Book Read Free

Monstrous

Page 25

by Thomas E. Sniegoski


  “Yeah, but where is that? What does it even mean?” Cody asked.

  “It’s a hospital.” They turned to see Fred the security guard standing there. He had his gun out again. “Everything all right?” he then asked, noticing that they were all now staring at him.

  “Elysium,” Sayid said. “You said it’s a hospital?”

  Fred nodded. “Yeah, I actually used to work there a few years back. It’s a hospital for traumatic brain injury patients.”

  Cody saw Sayid look at Langridge.

  “Why do I suddenly have a bad feeling about this?” the woman asked.

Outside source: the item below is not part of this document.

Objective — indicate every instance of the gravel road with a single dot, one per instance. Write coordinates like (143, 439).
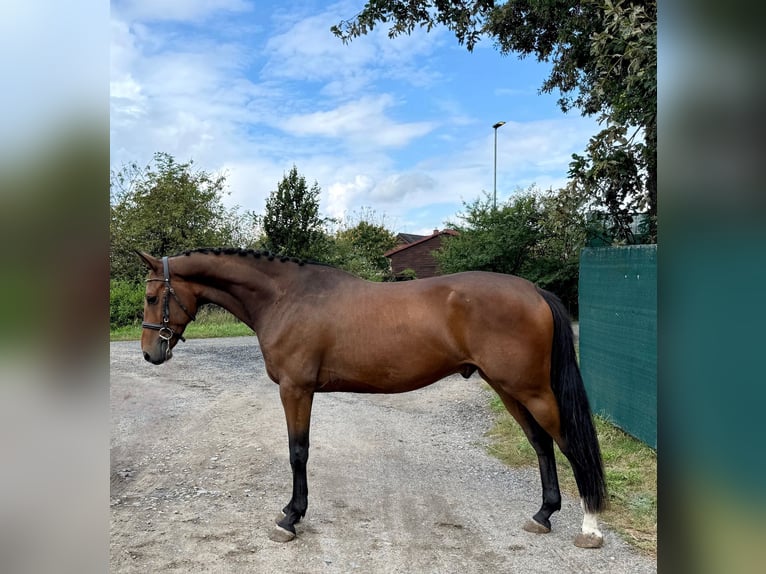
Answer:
(397, 483)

  “I have no idea what this means,” Sayid said.

  “I think what it means is that we should go there, and hopefully find Sidney,” Cody said.

  “And if not, maybe at least some answers,” Langridge answered.

  “So I guess we’re going out there again,” Rich said with a nod. “Great.”

  “We’re going to need a map,” Sayid said, looking toward Fred. “Directions to this Elysium.”

  Fred nodded. “I can do that—it isn’t all that far from here.”

  “And we’re going to need a car,” Langridge said. “Something to protect us from the storm as well as the things prowling the streets.”

  She then looked at Fred too.

  “What do you drive, Fred?”

  CHAPTER FIFTY-FOUR

  The roaches were pouring inside the truck as if somebody had turned on a faucet.

  “Deacon!” Delilah yelled as loud as she was able. “Deacon, we really need to be getting out of this truck.”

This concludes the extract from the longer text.